Restauracja meksykańska Pueblo przy ul. Kołodziejskiej w Gdańsku rośnie w siłę.
- Przez dziewięć lat działalności w Gdańsku dorobiliśmy się dużej grupy stałych klientów, którym często brakowało miejsc do rezerwacji. Na pewno ucieszą się na wieść, że Pueblo zostało powiększone - mówi właściciel Mariusz Czoska.Okazja do rozbudowy nadarzyła się niejako sama. Hotel, który znajduje się nad restauracją, zwolnił pomieszczenia - dzięki temu udało się na potrzeby Pueblo zagospodarować dwie sale. Pierwsza pomieści ponad 30 osób i powinna przypaść do gustu stałym bywalcom - nawiązujący do folkloru meksykańskiego wystrój został tutaj zachowany.
- W nowej sali jest odrobinę bardziej elegancko niż na dole, bardzo jednak nam zależało, żeby zachować klimat starego, dobrego Pueblo - dodaje właściciel. - Zmianie nie uległo oczywiście menu.

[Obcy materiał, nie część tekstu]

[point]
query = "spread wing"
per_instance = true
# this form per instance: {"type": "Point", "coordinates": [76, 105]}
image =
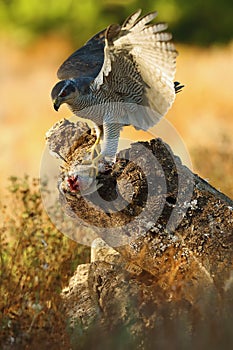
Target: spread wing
{"type": "Point", "coordinates": [86, 61]}
{"type": "Point", "coordinates": [139, 65]}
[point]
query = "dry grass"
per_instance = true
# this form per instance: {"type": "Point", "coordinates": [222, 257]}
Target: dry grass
{"type": "Point", "coordinates": [39, 261]}
{"type": "Point", "coordinates": [202, 113]}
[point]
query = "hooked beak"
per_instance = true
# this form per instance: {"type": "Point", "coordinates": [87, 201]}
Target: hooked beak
{"type": "Point", "coordinates": [56, 104]}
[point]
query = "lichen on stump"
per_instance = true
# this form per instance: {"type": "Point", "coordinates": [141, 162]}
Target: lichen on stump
{"type": "Point", "coordinates": [174, 226]}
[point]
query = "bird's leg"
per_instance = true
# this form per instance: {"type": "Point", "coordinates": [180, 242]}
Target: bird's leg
{"type": "Point", "coordinates": [96, 147]}
{"type": "Point", "coordinates": [107, 156]}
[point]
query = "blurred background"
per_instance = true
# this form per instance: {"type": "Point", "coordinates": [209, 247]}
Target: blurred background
{"type": "Point", "coordinates": [37, 36]}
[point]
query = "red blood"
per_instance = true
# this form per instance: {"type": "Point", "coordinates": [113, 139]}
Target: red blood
{"type": "Point", "coordinates": [73, 183]}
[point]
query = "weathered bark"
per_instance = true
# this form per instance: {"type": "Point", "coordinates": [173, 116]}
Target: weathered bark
{"type": "Point", "coordinates": [175, 230]}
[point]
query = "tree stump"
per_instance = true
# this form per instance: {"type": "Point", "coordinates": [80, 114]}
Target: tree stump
{"type": "Point", "coordinates": [172, 230]}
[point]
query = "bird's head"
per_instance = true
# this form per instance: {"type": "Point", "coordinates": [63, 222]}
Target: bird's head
{"type": "Point", "coordinates": [63, 92]}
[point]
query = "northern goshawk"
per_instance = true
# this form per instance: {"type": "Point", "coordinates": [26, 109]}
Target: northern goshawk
{"type": "Point", "coordinates": [124, 75]}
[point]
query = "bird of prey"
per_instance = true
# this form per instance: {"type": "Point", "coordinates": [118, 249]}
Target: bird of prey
{"type": "Point", "coordinates": [124, 75]}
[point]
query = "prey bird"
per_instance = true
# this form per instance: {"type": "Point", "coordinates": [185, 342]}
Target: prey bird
{"type": "Point", "coordinates": [124, 75]}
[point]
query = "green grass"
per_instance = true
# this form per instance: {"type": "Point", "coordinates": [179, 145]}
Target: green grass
{"type": "Point", "coordinates": [36, 262]}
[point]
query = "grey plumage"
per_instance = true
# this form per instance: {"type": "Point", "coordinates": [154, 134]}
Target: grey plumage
{"type": "Point", "coordinates": [122, 76]}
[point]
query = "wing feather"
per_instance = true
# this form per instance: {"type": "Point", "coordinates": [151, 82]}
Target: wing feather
{"type": "Point", "coordinates": [141, 53]}
{"type": "Point", "coordinates": [86, 61]}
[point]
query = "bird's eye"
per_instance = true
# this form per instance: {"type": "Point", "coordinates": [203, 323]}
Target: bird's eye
{"type": "Point", "coordinates": [63, 93]}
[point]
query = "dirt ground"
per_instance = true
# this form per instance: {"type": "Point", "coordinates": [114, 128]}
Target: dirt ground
{"type": "Point", "coordinates": [201, 114]}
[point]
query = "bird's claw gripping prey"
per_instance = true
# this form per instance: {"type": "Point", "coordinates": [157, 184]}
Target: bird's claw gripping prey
{"type": "Point", "coordinates": [117, 69]}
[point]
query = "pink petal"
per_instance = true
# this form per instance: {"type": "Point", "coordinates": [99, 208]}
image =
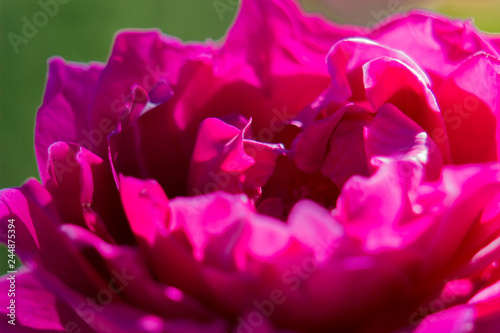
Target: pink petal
{"type": "Point", "coordinates": [63, 114]}
{"type": "Point", "coordinates": [435, 42]}
{"type": "Point", "coordinates": [36, 307]}
{"type": "Point", "coordinates": [392, 134]}
{"type": "Point", "coordinates": [142, 58]}
{"type": "Point", "coordinates": [389, 80]}
{"type": "Point", "coordinates": [469, 105]}
{"type": "Point", "coordinates": [345, 61]}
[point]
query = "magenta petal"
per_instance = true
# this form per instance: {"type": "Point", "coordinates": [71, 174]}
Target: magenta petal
{"type": "Point", "coordinates": [63, 115]}
{"type": "Point", "coordinates": [335, 145]}
{"type": "Point", "coordinates": [469, 104]}
{"type": "Point", "coordinates": [388, 80]}
{"type": "Point", "coordinates": [36, 307]}
{"type": "Point", "coordinates": [219, 159]}
{"type": "Point", "coordinates": [392, 134]}
{"type": "Point", "coordinates": [224, 160]}
{"type": "Point", "coordinates": [79, 180]}
{"type": "Point", "coordinates": [117, 316]}
{"type": "Point", "coordinates": [276, 38]}
{"type": "Point", "coordinates": [345, 61]}
{"type": "Point", "coordinates": [435, 42]}
{"type": "Point", "coordinates": [142, 58]}
{"type": "Point", "coordinates": [313, 225]}
{"type": "Point", "coordinates": [139, 287]}
{"type": "Point", "coordinates": [43, 227]}
{"type": "Point", "coordinates": [148, 212]}
{"type": "Point", "coordinates": [459, 319]}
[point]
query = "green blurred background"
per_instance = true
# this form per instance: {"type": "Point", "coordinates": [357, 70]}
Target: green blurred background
{"type": "Point", "coordinates": [83, 30]}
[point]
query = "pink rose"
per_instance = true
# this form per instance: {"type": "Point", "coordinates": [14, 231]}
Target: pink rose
{"type": "Point", "coordinates": [249, 186]}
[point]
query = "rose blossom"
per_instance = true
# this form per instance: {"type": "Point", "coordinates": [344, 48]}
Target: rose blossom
{"type": "Point", "coordinates": [249, 186]}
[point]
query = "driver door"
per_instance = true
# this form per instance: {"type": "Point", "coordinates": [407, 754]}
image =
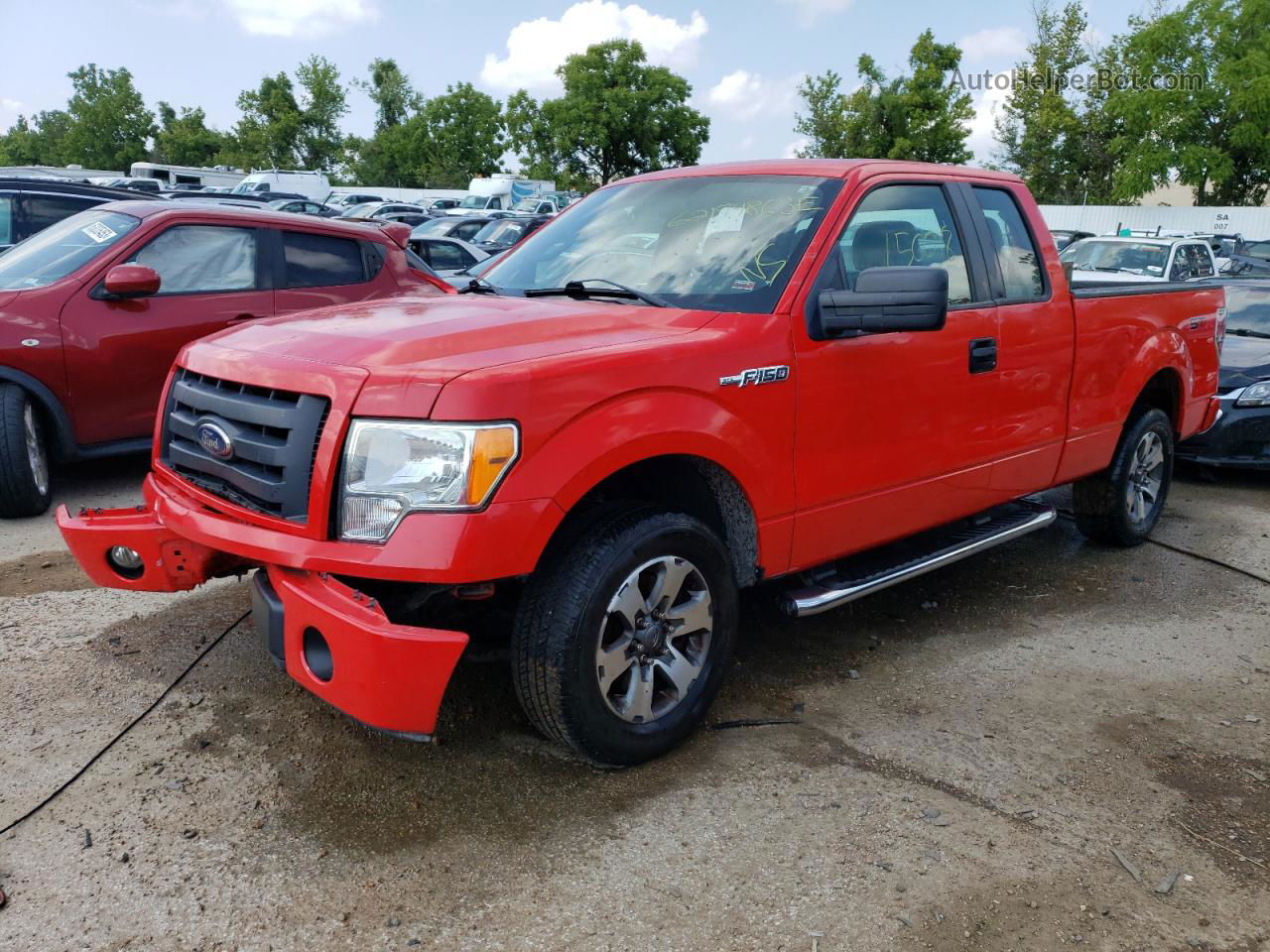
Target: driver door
{"type": "Point", "coordinates": [894, 431]}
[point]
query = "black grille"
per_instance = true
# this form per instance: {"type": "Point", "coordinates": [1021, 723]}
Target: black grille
{"type": "Point", "coordinates": [275, 435]}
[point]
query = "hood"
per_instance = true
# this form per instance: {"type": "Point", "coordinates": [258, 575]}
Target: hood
{"type": "Point", "coordinates": [1243, 361]}
{"type": "Point", "coordinates": [439, 339]}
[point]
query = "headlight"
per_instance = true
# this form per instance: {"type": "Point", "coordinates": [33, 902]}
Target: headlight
{"type": "Point", "coordinates": [1255, 395]}
{"type": "Point", "coordinates": [393, 467]}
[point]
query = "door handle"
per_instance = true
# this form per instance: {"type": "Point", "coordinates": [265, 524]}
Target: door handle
{"type": "Point", "coordinates": [983, 354]}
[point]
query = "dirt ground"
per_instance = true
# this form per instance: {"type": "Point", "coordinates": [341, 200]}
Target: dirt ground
{"type": "Point", "coordinates": [1051, 746]}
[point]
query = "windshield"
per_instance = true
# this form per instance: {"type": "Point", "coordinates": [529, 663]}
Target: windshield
{"type": "Point", "coordinates": [1246, 309]}
{"type": "Point", "coordinates": [63, 248]}
{"type": "Point", "coordinates": [503, 231]}
{"type": "Point", "coordinates": [724, 243]}
{"type": "Point", "coordinates": [1128, 257]}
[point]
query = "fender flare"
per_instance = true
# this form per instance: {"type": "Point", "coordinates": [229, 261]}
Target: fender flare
{"type": "Point", "coordinates": [53, 408]}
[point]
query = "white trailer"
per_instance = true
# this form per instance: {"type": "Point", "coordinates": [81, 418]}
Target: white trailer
{"type": "Point", "coordinates": [499, 193]}
{"type": "Point", "coordinates": [1251, 222]}
{"type": "Point", "coordinates": [182, 176]}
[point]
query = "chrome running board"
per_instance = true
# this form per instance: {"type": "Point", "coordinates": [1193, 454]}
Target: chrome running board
{"type": "Point", "coordinates": [879, 569]}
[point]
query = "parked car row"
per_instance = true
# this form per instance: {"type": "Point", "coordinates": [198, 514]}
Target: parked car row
{"type": "Point", "coordinates": [94, 307]}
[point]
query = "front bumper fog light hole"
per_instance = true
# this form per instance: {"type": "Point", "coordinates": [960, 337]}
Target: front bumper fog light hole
{"type": "Point", "coordinates": [126, 561]}
{"type": "Point", "coordinates": [318, 657]}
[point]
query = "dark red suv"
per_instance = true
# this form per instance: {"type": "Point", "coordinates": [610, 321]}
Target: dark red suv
{"type": "Point", "coordinates": [94, 308]}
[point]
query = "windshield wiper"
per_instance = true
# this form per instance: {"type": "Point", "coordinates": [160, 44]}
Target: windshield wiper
{"type": "Point", "coordinates": [477, 286]}
{"type": "Point", "coordinates": [579, 290]}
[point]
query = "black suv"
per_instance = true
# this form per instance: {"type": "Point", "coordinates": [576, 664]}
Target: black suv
{"type": "Point", "coordinates": [30, 204]}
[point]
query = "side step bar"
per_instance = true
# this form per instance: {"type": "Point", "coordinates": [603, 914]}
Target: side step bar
{"type": "Point", "coordinates": [879, 569]}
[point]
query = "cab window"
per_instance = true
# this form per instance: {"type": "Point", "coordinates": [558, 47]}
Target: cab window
{"type": "Point", "coordinates": [1016, 254]}
{"type": "Point", "coordinates": [193, 259]}
{"type": "Point", "coordinates": [899, 226]}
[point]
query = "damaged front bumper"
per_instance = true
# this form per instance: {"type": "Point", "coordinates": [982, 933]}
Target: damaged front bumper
{"type": "Point", "coordinates": [329, 638]}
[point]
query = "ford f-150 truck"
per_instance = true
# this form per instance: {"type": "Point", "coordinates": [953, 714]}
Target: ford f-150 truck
{"type": "Point", "coordinates": [833, 373]}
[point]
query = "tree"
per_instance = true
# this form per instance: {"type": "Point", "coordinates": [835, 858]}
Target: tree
{"type": "Point", "coordinates": [322, 103]}
{"type": "Point", "coordinates": [186, 140]}
{"type": "Point", "coordinates": [268, 134]}
{"type": "Point", "coordinates": [1213, 134]}
{"type": "Point", "coordinates": [40, 140]}
{"type": "Point", "coordinates": [108, 122]}
{"type": "Point", "coordinates": [390, 89]}
{"type": "Point", "coordinates": [617, 117]}
{"type": "Point", "coordinates": [1044, 134]}
{"type": "Point", "coordinates": [917, 116]}
{"type": "Point", "coordinates": [456, 136]}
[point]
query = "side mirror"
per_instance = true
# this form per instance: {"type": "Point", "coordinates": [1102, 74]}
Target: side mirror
{"type": "Point", "coordinates": [131, 281]}
{"type": "Point", "coordinates": [887, 299]}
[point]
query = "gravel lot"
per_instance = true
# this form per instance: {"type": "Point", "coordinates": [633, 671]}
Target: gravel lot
{"type": "Point", "coordinates": [956, 765]}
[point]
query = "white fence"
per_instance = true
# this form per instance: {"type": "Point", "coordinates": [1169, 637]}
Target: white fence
{"type": "Point", "coordinates": [1251, 222]}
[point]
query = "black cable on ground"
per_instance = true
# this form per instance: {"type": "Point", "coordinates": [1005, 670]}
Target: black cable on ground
{"type": "Point", "coordinates": [1201, 556]}
{"type": "Point", "coordinates": [123, 733]}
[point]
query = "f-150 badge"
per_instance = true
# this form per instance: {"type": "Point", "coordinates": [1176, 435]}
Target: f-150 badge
{"type": "Point", "coordinates": [754, 376]}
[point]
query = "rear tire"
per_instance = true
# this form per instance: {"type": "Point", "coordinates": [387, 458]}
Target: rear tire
{"type": "Point", "coordinates": [624, 634]}
{"type": "Point", "coordinates": [1121, 504]}
{"type": "Point", "coordinates": [24, 472]}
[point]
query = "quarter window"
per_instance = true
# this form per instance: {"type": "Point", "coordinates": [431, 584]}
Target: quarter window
{"type": "Point", "coordinates": [901, 226]}
{"type": "Point", "coordinates": [200, 259]}
{"type": "Point", "coordinates": [1016, 254]}
{"type": "Point", "coordinates": [321, 261]}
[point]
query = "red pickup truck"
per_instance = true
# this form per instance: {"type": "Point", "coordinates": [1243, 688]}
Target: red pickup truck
{"type": "Point", "coordinates": [833, 373]}
{"type": "Point", "coordinates": [94, 308]}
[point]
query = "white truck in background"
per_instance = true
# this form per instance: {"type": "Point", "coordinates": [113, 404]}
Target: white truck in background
{"type": "Point", "coordinates": [498, 193]}
{"type": "Point", "coordinates": [312, 184]}
{"type": "Point", "coordinates": [187, 176]}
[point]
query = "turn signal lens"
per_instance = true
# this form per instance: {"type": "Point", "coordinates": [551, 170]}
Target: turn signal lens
{"type": "Point", "coordinates": [493, 451]}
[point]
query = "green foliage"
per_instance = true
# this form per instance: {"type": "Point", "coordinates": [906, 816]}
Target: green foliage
{"type": "Point", "coordinates": [186, 139]}
{"type": "Point", "coordinates": [617, 117]}
{"type": "Point", "coordinates": [36, 141]}
{"type": "Point", "coordinates": [322, 103]}
{"type": "Point", "coordinates": [1214, 139]}
{"type": "Point", "coordinates": [917, 117]}
{"type": "Point", "coordinates": [390, 89]}
{"type": "Point", "coordinates": [1048, 134]}
{"type": "Point", "coordinates": [108, 123]}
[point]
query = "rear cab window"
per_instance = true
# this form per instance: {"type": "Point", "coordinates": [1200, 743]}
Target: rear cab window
{"type": "Point", "coordinates": [325, 261]}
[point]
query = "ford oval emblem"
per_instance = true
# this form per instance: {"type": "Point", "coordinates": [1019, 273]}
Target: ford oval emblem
{"type": "Point", "coordinates": [213, 439]}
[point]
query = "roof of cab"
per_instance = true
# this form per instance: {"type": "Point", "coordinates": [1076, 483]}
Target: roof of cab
{"type": "Point", "coordinates": [151, 208]}
{"type": "Point", "coordinates": [822, 168]}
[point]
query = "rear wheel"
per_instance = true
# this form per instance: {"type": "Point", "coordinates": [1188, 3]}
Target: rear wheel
{"type": "Point", "coordinates": [24, 472]}
{"type": "Point", "coordinates": [622, 636]}
{"type": "Point", "coordinates": [1121, 504]}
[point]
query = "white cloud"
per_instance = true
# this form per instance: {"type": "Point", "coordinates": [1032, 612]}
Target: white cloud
{"type": "Point", "coordinates": [811, 10]}
{"type": "Point", "coordinates": [993, 45]}
{"type": "Point", "coordinates": [987, 105]}
{"type": "Point", "coordinates": [743, 95]}
{"type": "Point", "coordinates": [300, 18]}
{"type": "Point", "coordinates": [535, 49]}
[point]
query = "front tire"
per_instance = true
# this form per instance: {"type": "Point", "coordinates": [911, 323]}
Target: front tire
{"type": "Point", "coordinates": [24, 472]}
{"type": "Point", "coordinates": [624, 635]}
{"type": "Point", "coordinates": [1121, 504]}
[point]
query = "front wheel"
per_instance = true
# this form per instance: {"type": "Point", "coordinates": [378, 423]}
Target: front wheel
{"type": "Point", "coordinates": [1121, 504]}
{"type": "Point", "coordinates": [24, 485]}
{"type": "Point", "coordinates": [624, 635]}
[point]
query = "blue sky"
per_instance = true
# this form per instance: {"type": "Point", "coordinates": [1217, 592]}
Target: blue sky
{"type": "Point", "coordinates": [743, 58]}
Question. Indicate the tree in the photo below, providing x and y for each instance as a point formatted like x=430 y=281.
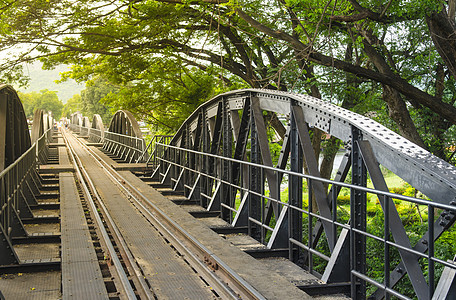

Zupełnie nową koncepcją jest natomiast stylowy Tapas & Coctail Bar, który będzie znajdować się w drugiej sali.
Oprócz unikatowej kolekcji około 80 gatunków tequili, mezcali czy sotoli, dostępny będzie ciekawy wybór rumów, ginów i egzotycznych koktajli. W menu znajdą się wybrane pozycje z menu restauracyjnego oraz liczne przekąski: owoce morza, hiszpańskie oliwki, papryczki czy sery.
- Tapas & Coctail Bar będzie ruszał później niż restauracja, ale za to na naszą kultową, ostrą zupę Albondigas będzie można wpaść nawet po północy - zapowiada właściciel.Warto przy okazji dodać, że pierwszy lokal
Pueblo otwarto w Gdyni ponad 20 lat temu - 9 czerwca 1999 roku. Restauracja nadal funkcjonuje w tym samym miejscu przy ul. Władysława IV i jest jedną z najpopularniejszych w mieście.